9.8 Social Impact

The global positioning system (GPS) as used on modern smartphones has a mean accuracy of about 5 meters radius under an open sky [van Diggelen and Enge, 2015; U.S. Government, 2022]. GPS becomes less accurate in cities, where buildings cause occlusion and reflection of GPS signals. Smartphones and self-driving cars use probabilistic localization, which improves accuracy by keeping track of the distribution over immediately preceding locations. Using hidden Markov models, current sensing information, with error estimates, is combined with the distribution of the previous position to give a distribution of the current position. You can tell if your phone does not combine previous estimates with sensing; it re-estimates your position at each time and the location estimation tends to jump around. For example, suppose you are walking along the side of a river, as you walk under a bridge the GPS reading becomes inaccurate, and can predict that you jump across the river. Keeping track of the distribution of where you just were and taking into account the accuracy of the signal can be used to give a much more accurate estimate of location. It is unlikely you jumped across the river. A similar methodology is used to guess activity in a smart watch, combining GPS, heart rate, and movement; the different activities each make predictions, which can be used as sensing information for a distribution of the activity of the wearer at each time.

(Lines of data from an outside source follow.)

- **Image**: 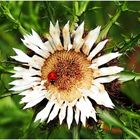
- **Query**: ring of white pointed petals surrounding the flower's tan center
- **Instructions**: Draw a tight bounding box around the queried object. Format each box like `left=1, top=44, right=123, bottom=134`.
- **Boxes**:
left=9, top=21, right=123, bottom=128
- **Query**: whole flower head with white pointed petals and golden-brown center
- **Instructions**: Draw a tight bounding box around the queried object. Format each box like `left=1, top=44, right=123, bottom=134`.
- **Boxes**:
left=10, top=22, right=123, bottom=128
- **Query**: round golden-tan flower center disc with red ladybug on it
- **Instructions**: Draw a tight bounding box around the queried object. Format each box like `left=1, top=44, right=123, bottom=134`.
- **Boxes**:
left=41, top=50, right=93, bottom=101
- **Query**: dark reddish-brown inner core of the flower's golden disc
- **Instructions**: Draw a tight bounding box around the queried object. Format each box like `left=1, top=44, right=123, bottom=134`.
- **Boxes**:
left=55, top=59, right=82, bottom=90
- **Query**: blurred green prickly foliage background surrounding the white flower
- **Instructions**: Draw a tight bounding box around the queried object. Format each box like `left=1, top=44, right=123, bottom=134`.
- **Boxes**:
left=0, top=1, right=140, bottom=139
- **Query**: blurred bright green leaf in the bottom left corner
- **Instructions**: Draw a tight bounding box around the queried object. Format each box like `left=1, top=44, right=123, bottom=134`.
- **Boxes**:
left=0, top=97, right=32, bottom=139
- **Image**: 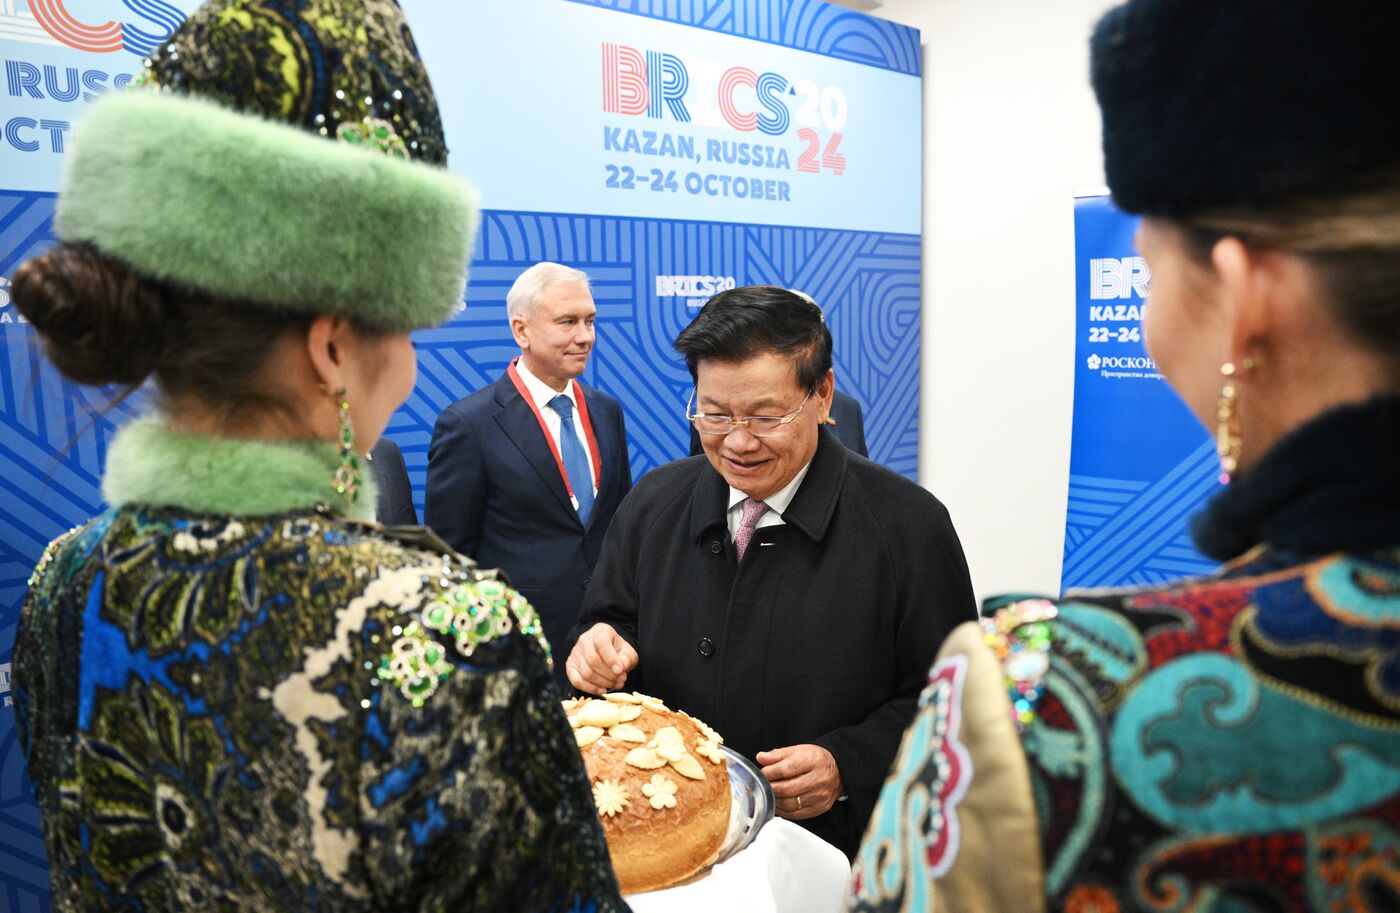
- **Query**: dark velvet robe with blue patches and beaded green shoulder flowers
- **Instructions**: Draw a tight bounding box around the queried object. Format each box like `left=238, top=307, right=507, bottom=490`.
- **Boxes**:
left=14, top=506, right=626, bottom=913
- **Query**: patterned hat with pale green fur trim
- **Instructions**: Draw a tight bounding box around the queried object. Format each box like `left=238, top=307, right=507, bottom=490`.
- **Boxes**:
left=55, top=0, right=479, bottom=330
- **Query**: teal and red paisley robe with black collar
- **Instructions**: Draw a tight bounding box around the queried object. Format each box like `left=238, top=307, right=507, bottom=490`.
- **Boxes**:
left=848, top=396, right=1400, bottom=913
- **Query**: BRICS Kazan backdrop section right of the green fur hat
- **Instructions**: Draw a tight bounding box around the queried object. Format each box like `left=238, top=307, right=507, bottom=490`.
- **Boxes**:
left=406, top=0, right=921, bottom=484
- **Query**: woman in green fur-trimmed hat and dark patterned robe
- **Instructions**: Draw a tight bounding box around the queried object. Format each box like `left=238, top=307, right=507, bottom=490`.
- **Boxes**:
left=13, top=0, right=626, bottom=912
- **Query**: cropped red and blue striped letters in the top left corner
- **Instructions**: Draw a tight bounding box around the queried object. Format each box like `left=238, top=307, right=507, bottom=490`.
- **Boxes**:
left=11, top=0, right=185, bottom=57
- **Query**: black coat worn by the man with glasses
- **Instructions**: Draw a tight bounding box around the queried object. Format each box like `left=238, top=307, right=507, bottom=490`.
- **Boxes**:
left=560, top=428, right=977, bottom=856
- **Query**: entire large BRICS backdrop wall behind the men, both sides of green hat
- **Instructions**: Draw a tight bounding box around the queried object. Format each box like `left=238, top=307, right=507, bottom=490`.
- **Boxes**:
left=0, top=0, right=921, bottom=912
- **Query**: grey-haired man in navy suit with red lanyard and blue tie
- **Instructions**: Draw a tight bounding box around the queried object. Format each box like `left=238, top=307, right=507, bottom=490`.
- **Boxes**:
left=423, top=262, right=631, bottom=685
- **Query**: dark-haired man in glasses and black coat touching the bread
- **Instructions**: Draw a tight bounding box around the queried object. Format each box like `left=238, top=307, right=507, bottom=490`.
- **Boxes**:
left=567, top=287, right=976, bottom=854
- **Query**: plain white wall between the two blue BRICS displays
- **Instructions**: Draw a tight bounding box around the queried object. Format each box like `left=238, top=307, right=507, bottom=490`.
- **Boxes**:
left=874, top=0, right=1114, bottom=597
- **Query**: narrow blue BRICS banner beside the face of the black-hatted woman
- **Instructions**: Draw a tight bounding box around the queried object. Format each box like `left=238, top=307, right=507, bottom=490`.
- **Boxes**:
left=1060, top=196, right=1221, bottom=590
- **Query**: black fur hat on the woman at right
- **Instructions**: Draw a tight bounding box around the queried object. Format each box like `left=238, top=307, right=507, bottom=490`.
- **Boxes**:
left=1089, top=0, right=1400, bottom=217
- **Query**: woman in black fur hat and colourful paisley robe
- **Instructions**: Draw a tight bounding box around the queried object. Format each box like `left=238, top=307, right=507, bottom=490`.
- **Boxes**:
left=850, top=0, right=1400, bottom=913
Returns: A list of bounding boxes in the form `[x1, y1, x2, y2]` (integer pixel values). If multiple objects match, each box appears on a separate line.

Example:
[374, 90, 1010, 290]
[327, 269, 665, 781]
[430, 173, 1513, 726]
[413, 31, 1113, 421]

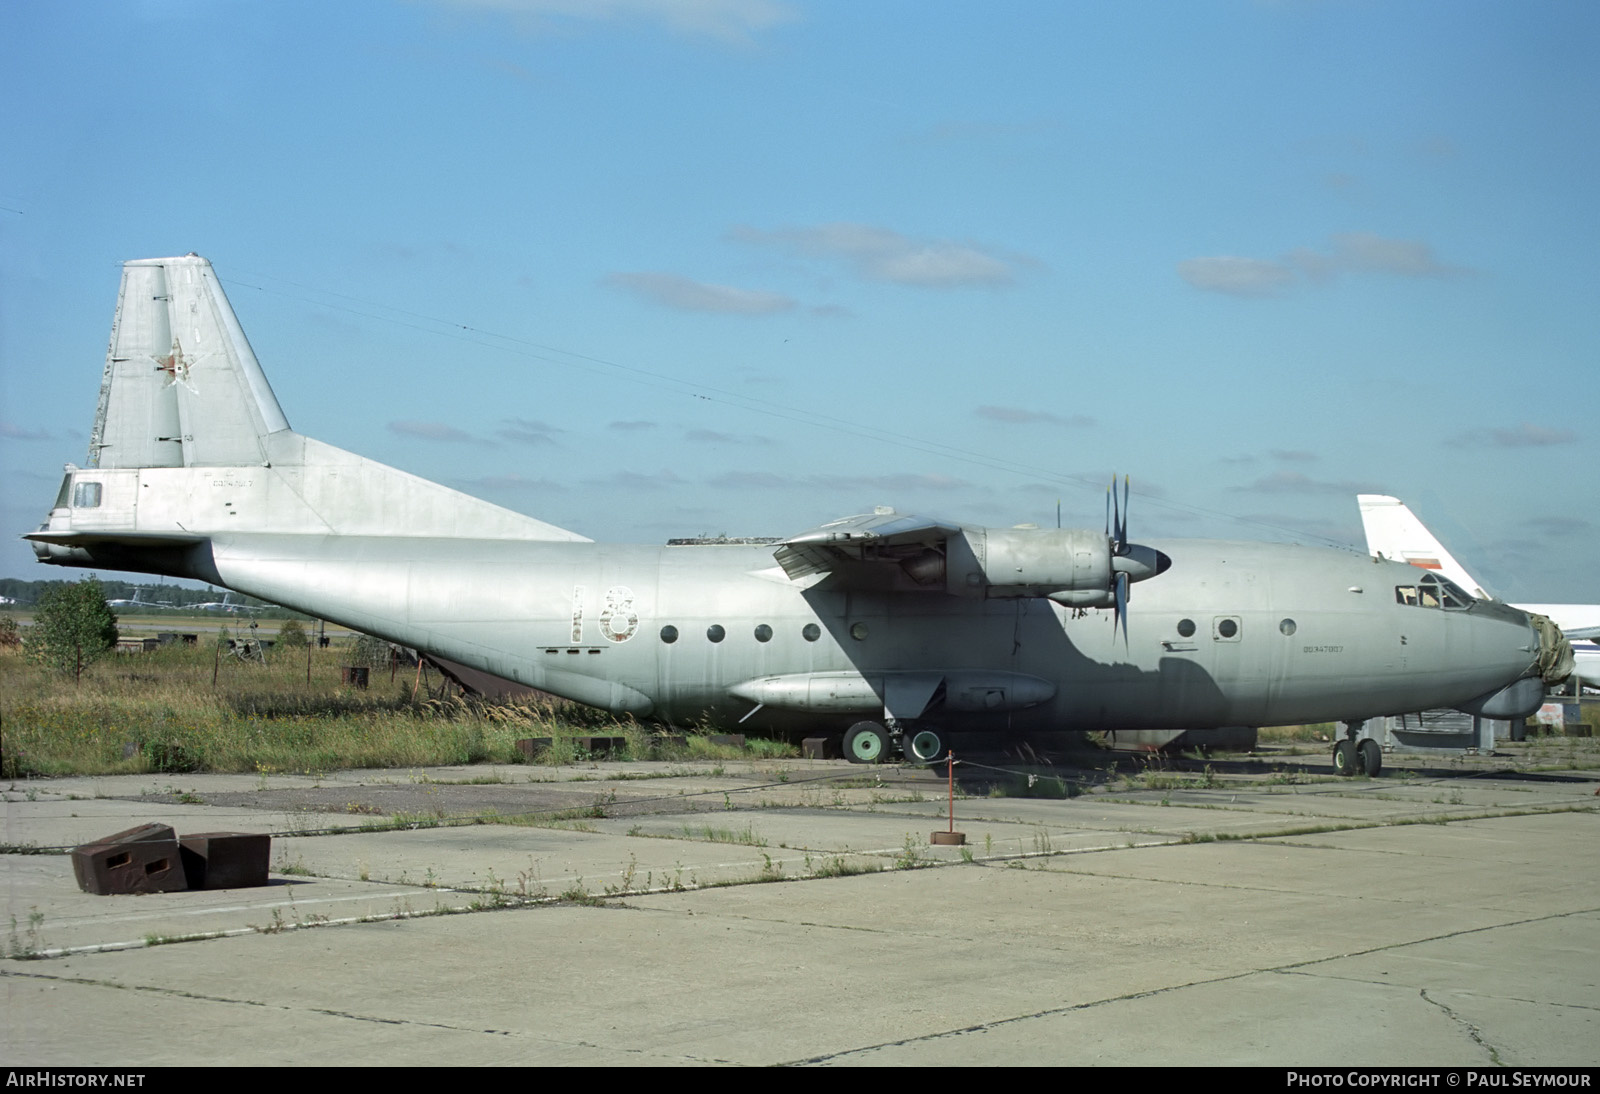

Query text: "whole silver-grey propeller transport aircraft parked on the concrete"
[27, 254, 1570, 774]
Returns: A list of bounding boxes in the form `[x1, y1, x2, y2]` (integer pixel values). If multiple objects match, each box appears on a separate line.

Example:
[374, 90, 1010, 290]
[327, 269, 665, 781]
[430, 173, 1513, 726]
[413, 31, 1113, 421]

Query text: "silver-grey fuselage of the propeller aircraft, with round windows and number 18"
[131, 534, 1538, 731]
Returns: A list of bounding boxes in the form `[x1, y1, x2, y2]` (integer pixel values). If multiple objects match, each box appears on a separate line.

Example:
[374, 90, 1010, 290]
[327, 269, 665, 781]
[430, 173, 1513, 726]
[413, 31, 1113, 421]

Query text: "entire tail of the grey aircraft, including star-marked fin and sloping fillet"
[27, 254, 584, 584]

For self-driving cars, accurate positioning is important as a single error can take the vehicle on the wrong route. The most reliable way to do this is to only travel on well-mapped routes. A mapping vehicle can pre-drive the routes with all of the sensors (e.g., GPS, lidar, radar, sonar, vision), so the self-driving car knows what sensor values to expect. The sensing needs to work under all weather conditions. It also needs to recognize events for which action is required, such as roadworks or someone running across the road. For a vehicle to travel on unmapped routes (e.g., on a detour because of an accident ahead), it needs to rely on more general capabilities. Techniques for positioning can also work indoors, using vision without GPS, as shown by Viswanathan et al. [2011] for an intelligent wheelchair.

Robots in a novel environment can simultaneously estimate location and construct a map (known as simultaneous localization and mapping (SLAM)). This is filtering with a richer representation of a state. The state now includes the map as well as the location, which makes the state space enormous. Thrun et al. [2005] overview the use of probability in robotics.